Newspaper in Killeen, Texas

The Killeen Daily Herald is a daily newspaper in Killeen, Texas. The newspaper is owned by Frank Mayborn Enterprises, Inc.

==History==
The newspaper was established in June 1890 as the weekly Killeen Herald, owned by W.E. Bennett. Bennett sold the newspaper in 1893, and ownership of the newspaper changed several times before Bennett repurchased it in 1903. After a failed transition to a daily, William H. Carter bought it that year and reverted it to a weekly format.

Shortly thereafter, Bennett also formed semi-weekly newspaper called the Killeen Messenger. Carter bought the Messenger a year after its founding and merged the pair into the Killeen Daily Herald and Messenger, which remained its name until 1953, when the newspaper was renamed the Killeen Daily Herald upcoming becoming a daily newspaper. Carter was publisher of the paper for 43 years, until 1950.

Journalist James C. Tanner bought the newspaper in 1950, with Carter keeping the printing portion of the business.

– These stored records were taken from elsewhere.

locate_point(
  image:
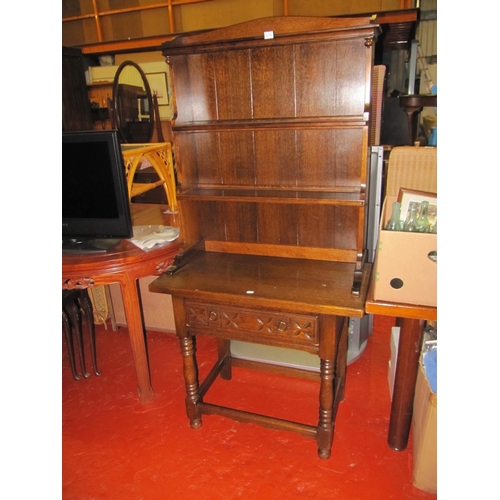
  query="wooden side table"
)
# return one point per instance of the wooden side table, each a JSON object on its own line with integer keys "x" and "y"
{"x": 410, "y": 318}
{"x": 284, "y": 302}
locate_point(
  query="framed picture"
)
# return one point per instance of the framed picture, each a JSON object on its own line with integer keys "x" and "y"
{"x": 406, "y": 196}
{"x": 158, "y": 85}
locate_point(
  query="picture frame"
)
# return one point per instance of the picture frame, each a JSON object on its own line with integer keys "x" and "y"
{"x": 406, "y": 196}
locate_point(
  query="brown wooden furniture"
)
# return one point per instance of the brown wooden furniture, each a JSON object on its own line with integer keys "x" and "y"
{"x": 410, "y": 318}
{"x": 413, "y": 105}
{"x": 125, "y": 264}
{"x": 76, "y": 114}
{"x": 270, "y": 139}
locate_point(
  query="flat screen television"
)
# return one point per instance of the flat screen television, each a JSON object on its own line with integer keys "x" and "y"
{"x": 95, "y": 202}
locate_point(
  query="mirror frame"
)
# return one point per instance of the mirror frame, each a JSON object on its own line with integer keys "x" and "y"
{"x": 117, "y": 104}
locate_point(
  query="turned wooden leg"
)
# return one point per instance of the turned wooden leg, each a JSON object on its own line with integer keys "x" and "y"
{"x": 68, "y": 334}
{"x": 190, "y": 369}
{"x": 137, "y": 335}
{"x": 341, "y": 363}
{"x": 410, "y": 339}
{"x": 189, "y": 364}
{"x": 325, "y": 426}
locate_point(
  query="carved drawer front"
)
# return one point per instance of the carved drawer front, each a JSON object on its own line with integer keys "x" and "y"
{"x": 252, "y": 324}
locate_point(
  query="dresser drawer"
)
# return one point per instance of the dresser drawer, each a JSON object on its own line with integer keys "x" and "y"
{"x": 253, "y": 325}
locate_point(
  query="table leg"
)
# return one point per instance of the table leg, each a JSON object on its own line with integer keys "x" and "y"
{"x": 410, "y": 342}
{"x": 328, "y": 332}
{"x": 412, "y": 116}
{"x": 135, "y": 324}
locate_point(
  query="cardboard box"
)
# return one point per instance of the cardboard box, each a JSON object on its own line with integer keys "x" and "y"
{"x": 424, "y": 434}
{"x": 403, "y": 270}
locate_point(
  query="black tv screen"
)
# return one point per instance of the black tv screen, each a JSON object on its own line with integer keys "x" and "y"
{"x": 95, "y": 202}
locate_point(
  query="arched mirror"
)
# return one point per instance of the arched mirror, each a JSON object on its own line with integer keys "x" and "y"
{"x": 133, "y": 104}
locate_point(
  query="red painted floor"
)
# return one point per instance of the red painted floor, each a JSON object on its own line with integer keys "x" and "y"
{"x": 115, "y": 448}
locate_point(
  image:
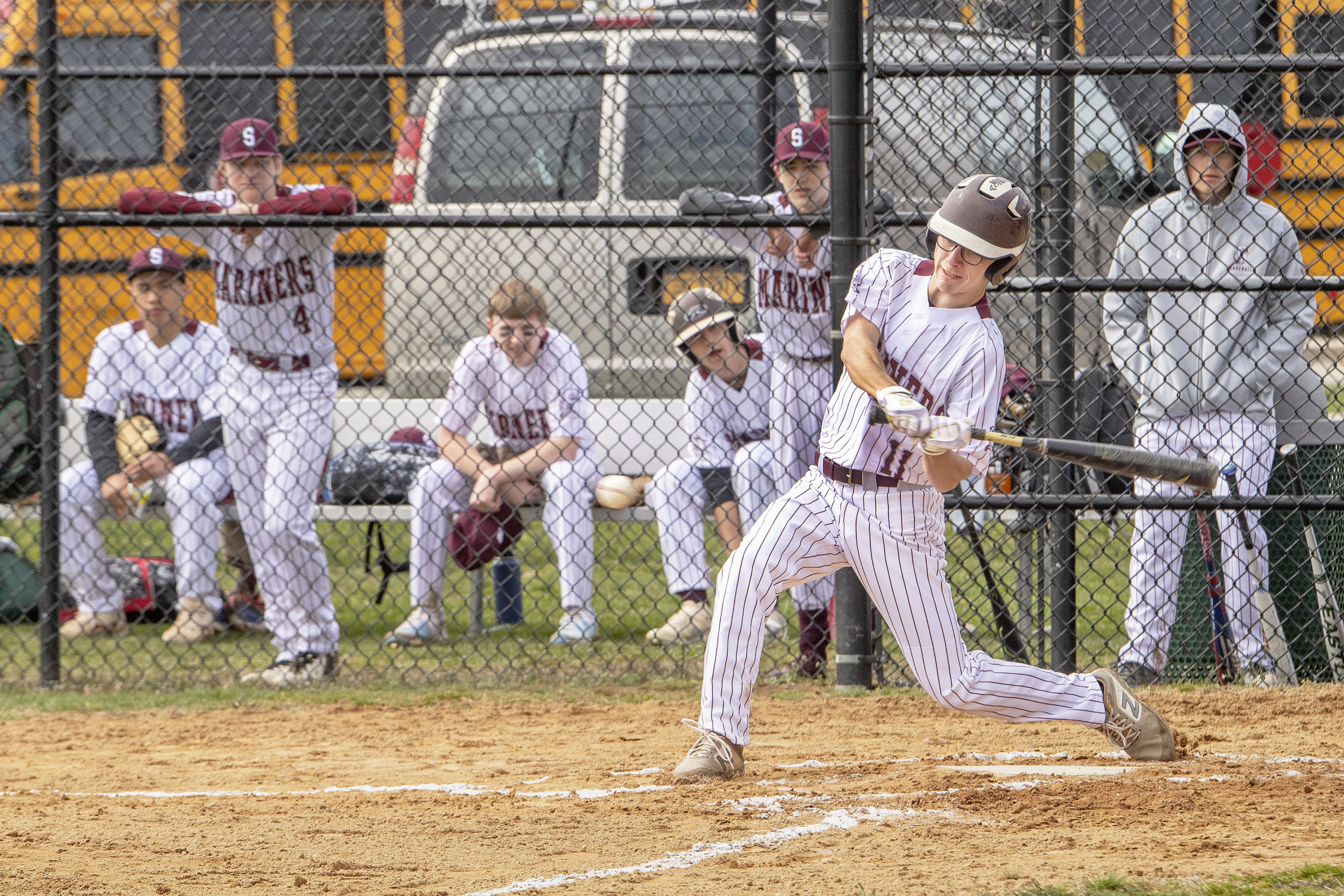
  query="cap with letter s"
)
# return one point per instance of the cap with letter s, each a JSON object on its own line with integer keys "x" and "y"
{"x": 156, "y": 258}
{"x": 803, "y": 140}
{"x": 248, "y": 138}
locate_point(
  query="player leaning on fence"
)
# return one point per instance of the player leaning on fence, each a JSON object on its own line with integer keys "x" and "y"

Tanner, in his early twenties, was the publisher and editor, and his wife, Trinnia, was treasurer. On January 5, 1953, the newspaper switched from publishing twice a week (Tuesday and Friday) to five days a week (Monday–Friday), and changed its name to Killeen Daily Herald.

In 1953, Temple Daily Telegram owner Frank W. Mayborn purchased the Daily Herald. The new daily afternoon format was published Monday through Friday, with a weekly option called the Messenger preserved for legacy readers. A Sunday edition was added in 1969 and the paper went to 7-day publication in 1982, switching to a morning release at that time.

Mayborn died in 1987 and his widow, Sue Mayborn, took over editor and publisher duties, continuing until . Terry Gandy has been the general manager of the paper since 1998.